What is a thin wall injection mold?

When molding thin-walled products, a specially designed mold for thin-walled products is generally required. Compared with standardized molds for conventional products, molds for thin-walled products have undergone major changes in mold structure, pouring system, cooling system, exhaust system and demoulding system. Mainly manifested in the following aspects:
(1) Mold structure: In order to withstand the high pressure during molding, thin-walled molding molds must have greater stiffness and strength. Therefore, the moving and fixed templates of the mold and their supporting plates are heavier and generally thicker than the templates of traditional molds. There should be more support columns, and there may be more internal locks in the mold to ensure precise positioning and good side support to prevent bending and deflection. In addition, high-speed injection speed increases the wear of the mold, so the mold must use higher hardness tool steel, and the hardness of high-wear and high-erosion areas (such as the gate) should be greater than HRC55.
(2) Gating system: When molding thin-walled products, especially when the thickness of the product is very small, a large gate should be used, and the gate should be larger than the wall thickness. If it is a direct gate, a cold slug well should be installed to reduce gate stress, assist in filling, and reduce damage to the product when the gate is removed. To ensure sufficient pressure to fill the thin mold cavity, the pressure drop in the runner system should be minimized. For this reason, the flow channel design is larger than the traditional one, and the residence time of the melt must be limited to prevent resin degradation. When a mold has multiple cavities, the balance requirements of the gating system are much higher than those of conventional molds. It is worth noting that two advanced technologies have been introduced into the gating system of thin-walled product molds, namely hot runner technology and sequential valve gate (SVG) technology.
(3) Cooling system: Thin-walled products cannot withstand large residual stress caused by uneven heat transfer like traditional thick-walled parts. In order to ensure the dimensional stability of the product and control shrinkage and warpage within an acceptable range, it is necessary to strengthen the cooling of the mold and ensure balanced cooling.

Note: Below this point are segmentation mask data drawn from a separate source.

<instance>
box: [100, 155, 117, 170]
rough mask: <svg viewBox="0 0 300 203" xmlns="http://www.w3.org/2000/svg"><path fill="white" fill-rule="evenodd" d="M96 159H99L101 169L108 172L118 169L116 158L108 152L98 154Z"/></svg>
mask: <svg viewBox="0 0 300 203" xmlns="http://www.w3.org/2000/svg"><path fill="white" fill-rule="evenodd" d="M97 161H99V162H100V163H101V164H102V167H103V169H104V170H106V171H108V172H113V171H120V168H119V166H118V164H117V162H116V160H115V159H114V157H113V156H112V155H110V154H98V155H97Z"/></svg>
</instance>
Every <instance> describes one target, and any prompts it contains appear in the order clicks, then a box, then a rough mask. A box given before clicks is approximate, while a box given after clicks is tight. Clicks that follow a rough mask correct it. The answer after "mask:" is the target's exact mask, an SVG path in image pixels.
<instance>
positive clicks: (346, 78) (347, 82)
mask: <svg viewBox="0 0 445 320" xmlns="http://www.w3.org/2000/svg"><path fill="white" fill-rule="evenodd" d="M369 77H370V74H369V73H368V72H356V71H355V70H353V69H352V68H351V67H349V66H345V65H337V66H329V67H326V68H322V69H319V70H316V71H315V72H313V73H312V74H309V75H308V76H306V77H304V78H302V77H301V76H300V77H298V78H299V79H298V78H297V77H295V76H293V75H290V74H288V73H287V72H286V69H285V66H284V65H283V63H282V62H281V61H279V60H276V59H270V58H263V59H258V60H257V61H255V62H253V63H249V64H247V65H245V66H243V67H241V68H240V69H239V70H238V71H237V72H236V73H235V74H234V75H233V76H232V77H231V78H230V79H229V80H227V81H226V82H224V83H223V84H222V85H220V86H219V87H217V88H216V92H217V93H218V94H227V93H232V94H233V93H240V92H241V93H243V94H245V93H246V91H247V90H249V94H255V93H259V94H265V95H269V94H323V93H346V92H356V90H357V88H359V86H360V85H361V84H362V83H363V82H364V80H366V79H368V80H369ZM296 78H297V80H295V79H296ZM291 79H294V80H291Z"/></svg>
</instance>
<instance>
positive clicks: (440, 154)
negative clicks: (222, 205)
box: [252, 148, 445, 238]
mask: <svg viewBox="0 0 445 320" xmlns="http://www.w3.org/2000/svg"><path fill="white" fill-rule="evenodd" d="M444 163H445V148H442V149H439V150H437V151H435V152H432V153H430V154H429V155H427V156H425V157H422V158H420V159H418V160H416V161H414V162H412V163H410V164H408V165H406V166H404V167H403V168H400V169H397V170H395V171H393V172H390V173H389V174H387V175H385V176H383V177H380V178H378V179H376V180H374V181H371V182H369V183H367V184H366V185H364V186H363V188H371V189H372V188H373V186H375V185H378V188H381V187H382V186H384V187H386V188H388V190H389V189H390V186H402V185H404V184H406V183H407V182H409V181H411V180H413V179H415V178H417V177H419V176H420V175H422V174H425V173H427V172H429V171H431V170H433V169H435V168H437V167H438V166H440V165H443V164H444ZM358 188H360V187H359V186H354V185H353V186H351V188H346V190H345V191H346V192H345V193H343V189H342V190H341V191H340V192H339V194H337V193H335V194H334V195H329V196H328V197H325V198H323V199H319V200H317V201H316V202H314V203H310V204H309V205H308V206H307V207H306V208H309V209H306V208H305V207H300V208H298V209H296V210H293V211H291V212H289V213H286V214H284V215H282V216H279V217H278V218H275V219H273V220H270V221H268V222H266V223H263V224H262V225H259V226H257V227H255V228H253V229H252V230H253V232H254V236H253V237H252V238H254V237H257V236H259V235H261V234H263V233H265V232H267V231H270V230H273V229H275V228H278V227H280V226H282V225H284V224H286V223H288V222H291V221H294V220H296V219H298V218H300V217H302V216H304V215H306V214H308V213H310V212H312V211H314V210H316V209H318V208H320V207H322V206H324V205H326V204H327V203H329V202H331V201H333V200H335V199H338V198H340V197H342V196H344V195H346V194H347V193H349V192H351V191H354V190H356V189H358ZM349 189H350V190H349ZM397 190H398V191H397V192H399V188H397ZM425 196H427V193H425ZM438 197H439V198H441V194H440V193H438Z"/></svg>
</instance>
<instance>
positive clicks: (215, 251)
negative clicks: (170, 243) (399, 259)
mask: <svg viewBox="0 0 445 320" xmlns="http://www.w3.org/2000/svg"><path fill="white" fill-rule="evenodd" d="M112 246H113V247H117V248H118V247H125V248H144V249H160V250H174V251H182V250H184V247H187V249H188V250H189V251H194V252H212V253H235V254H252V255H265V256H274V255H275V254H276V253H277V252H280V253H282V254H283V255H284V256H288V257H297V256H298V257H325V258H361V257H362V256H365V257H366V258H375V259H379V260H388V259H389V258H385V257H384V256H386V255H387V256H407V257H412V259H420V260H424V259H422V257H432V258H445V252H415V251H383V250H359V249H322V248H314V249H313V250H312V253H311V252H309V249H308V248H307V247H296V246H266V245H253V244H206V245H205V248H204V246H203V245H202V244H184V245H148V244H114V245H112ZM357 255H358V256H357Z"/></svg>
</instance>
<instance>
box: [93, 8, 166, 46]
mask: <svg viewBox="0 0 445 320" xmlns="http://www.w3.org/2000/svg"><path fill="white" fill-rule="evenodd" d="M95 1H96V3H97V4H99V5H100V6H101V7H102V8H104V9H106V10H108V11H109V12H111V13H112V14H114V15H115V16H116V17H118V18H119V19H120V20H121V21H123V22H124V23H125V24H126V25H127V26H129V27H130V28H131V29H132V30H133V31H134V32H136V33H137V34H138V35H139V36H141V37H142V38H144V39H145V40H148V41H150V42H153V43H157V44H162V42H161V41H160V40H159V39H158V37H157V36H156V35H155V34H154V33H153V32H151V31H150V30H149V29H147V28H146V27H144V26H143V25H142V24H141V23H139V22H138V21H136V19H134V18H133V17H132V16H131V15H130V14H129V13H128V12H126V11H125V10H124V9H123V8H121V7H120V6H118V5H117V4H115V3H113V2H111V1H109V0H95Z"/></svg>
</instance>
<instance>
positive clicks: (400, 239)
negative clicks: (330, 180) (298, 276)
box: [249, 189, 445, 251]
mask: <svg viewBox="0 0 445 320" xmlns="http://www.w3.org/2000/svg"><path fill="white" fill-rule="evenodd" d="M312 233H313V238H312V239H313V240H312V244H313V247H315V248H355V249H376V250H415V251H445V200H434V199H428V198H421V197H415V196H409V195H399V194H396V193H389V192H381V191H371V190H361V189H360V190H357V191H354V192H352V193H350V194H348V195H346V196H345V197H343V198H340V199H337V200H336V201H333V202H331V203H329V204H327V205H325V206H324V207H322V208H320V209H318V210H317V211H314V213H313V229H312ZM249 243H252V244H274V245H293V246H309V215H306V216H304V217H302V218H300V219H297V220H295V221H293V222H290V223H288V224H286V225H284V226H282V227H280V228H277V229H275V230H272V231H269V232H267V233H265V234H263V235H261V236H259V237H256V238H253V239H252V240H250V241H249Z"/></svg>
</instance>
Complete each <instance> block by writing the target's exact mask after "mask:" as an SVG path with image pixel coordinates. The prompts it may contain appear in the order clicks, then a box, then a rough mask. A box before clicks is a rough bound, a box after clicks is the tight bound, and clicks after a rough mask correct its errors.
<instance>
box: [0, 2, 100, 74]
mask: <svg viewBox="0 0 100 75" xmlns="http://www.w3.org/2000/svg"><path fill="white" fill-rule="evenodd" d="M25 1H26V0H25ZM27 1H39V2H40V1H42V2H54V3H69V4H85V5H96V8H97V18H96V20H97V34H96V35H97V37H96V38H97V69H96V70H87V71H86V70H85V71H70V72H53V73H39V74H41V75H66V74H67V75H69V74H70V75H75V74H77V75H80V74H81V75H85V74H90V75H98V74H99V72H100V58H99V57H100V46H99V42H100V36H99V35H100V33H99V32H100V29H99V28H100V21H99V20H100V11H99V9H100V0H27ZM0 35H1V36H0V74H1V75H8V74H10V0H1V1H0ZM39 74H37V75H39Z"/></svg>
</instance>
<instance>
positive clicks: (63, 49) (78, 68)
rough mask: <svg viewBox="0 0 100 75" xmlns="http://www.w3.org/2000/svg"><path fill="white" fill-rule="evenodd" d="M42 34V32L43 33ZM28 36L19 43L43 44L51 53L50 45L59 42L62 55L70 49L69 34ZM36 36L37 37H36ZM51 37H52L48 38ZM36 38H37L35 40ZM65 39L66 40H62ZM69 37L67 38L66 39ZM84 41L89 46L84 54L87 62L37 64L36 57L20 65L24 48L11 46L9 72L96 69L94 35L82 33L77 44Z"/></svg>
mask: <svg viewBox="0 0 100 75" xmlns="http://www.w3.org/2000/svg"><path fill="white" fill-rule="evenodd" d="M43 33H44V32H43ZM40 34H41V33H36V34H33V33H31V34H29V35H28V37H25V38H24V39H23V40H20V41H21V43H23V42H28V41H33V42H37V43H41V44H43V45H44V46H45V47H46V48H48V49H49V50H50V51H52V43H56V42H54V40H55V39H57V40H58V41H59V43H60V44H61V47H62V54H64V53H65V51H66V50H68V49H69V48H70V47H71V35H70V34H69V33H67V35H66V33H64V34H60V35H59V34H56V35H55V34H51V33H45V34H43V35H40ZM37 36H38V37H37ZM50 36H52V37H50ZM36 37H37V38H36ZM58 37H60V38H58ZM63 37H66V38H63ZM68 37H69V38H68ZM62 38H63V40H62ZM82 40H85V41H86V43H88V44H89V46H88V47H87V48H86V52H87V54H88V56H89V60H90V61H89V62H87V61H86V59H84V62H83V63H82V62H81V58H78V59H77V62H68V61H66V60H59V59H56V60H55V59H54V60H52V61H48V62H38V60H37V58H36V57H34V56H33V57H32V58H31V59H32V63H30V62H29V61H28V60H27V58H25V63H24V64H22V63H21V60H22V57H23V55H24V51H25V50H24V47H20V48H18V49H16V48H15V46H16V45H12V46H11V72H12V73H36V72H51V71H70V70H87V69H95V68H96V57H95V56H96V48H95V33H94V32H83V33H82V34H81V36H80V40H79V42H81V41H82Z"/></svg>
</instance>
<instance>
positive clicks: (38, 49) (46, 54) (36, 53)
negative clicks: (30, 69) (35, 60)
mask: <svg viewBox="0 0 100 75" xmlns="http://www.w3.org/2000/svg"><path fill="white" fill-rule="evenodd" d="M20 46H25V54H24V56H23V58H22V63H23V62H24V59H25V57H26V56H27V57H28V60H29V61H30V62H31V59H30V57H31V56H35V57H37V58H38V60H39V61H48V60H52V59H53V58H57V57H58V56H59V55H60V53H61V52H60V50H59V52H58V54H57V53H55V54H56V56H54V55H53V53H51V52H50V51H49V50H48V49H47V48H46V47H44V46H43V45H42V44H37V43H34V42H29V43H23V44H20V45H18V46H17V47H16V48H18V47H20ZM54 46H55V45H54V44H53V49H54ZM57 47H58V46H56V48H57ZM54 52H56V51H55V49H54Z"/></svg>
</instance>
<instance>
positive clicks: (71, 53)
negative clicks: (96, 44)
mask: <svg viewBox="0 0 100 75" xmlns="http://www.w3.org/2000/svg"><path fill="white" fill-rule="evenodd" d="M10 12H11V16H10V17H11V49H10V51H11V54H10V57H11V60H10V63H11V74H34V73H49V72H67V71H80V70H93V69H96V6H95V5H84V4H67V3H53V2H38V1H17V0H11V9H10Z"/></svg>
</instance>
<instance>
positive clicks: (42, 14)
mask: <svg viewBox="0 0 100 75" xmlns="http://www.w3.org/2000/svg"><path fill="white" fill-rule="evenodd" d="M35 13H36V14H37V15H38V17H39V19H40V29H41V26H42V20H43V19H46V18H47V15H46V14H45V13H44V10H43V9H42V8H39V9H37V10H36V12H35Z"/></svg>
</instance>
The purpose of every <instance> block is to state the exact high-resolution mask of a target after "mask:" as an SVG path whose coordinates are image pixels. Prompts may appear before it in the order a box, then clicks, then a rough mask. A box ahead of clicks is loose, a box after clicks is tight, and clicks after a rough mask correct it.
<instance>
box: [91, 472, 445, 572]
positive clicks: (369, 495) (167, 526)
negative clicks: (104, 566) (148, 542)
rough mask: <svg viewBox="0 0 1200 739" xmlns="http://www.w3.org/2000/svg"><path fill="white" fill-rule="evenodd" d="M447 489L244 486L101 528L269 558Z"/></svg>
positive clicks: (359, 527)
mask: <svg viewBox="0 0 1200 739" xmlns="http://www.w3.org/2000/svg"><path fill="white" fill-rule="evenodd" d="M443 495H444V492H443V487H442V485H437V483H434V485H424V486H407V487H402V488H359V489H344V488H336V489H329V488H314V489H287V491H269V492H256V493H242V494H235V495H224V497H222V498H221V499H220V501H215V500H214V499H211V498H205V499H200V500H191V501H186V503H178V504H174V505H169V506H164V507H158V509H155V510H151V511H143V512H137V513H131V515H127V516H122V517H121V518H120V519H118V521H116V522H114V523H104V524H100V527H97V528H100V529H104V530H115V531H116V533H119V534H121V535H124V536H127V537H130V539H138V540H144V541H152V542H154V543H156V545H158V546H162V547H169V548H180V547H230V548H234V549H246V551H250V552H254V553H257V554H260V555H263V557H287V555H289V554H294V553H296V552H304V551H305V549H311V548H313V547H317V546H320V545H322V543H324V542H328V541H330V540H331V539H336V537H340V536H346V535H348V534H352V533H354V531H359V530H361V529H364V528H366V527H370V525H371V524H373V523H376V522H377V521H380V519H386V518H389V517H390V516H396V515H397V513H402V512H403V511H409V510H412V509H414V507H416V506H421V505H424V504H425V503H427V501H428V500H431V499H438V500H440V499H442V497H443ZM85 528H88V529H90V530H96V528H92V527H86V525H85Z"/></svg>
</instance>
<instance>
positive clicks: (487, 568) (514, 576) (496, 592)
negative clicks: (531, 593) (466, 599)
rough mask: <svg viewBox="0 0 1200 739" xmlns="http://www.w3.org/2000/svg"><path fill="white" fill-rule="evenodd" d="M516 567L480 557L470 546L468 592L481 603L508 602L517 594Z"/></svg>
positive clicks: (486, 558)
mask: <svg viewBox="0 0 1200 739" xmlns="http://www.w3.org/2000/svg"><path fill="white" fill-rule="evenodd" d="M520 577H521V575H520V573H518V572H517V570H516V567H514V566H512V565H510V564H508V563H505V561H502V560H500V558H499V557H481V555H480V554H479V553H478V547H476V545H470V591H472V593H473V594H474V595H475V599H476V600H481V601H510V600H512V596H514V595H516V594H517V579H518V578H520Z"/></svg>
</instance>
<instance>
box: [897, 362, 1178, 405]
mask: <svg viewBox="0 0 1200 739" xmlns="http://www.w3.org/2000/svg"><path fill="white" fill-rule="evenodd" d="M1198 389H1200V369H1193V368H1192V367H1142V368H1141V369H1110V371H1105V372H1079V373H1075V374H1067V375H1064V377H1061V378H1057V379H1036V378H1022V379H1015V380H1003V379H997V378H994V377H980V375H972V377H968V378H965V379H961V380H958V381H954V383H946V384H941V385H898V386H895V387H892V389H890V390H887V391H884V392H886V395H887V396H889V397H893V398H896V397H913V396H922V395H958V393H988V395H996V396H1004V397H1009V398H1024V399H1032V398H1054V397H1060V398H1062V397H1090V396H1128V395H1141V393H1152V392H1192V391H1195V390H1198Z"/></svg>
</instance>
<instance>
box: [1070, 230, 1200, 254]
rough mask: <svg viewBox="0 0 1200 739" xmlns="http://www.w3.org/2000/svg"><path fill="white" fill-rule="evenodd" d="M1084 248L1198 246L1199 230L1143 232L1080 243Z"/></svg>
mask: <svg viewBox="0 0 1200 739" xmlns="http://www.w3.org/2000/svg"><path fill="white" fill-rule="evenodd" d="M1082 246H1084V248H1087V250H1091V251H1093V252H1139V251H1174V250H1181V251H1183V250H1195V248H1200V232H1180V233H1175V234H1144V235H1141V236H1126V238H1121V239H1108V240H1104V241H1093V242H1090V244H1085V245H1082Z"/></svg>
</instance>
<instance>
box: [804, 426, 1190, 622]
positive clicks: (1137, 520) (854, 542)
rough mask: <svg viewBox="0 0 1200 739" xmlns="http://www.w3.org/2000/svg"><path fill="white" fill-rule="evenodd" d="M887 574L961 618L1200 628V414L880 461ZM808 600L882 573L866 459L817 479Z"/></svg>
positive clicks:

Better cooling measures include using unclosed cooling lines in the core and cavity modules, increasing the cooling length, which can enhance the cooling effect, and adding high-conductivity metal inserts where necessary to speed up heat conduction.
(4) Exhaust system: Thin-wall injection molding molds generally need to have good exhaust properties, and it is best to carry out vacuum operations.
. Due to the short filling time and high injection speed, it is very important to fully exhaust the mold, especially in the flow front gathering area, to prevent trapped gas from igniting. Gas is usually discharged through the core, ejector rod, stiffeners, studs and parting surfaces. The end of the flow channel must also be fully vented. Japan’s Sumitomo Company uses porous tool steel to make small inserts to solve the exhaust problem of small products.
(5) Demoulding system: Because the walls and ribs of thin-walled products are very thin, they are very easy to damage, and the shrinkage along the thickness direction is very small, making it easy to bond the reinforcing ribs and other small structures. At the same time, the high holding pressure makes the shrinkage more rapid. Small. To avoid ejector pins and mold sticking, thin-wall injection molding should use more and larger ejector pins than conventional injection molding.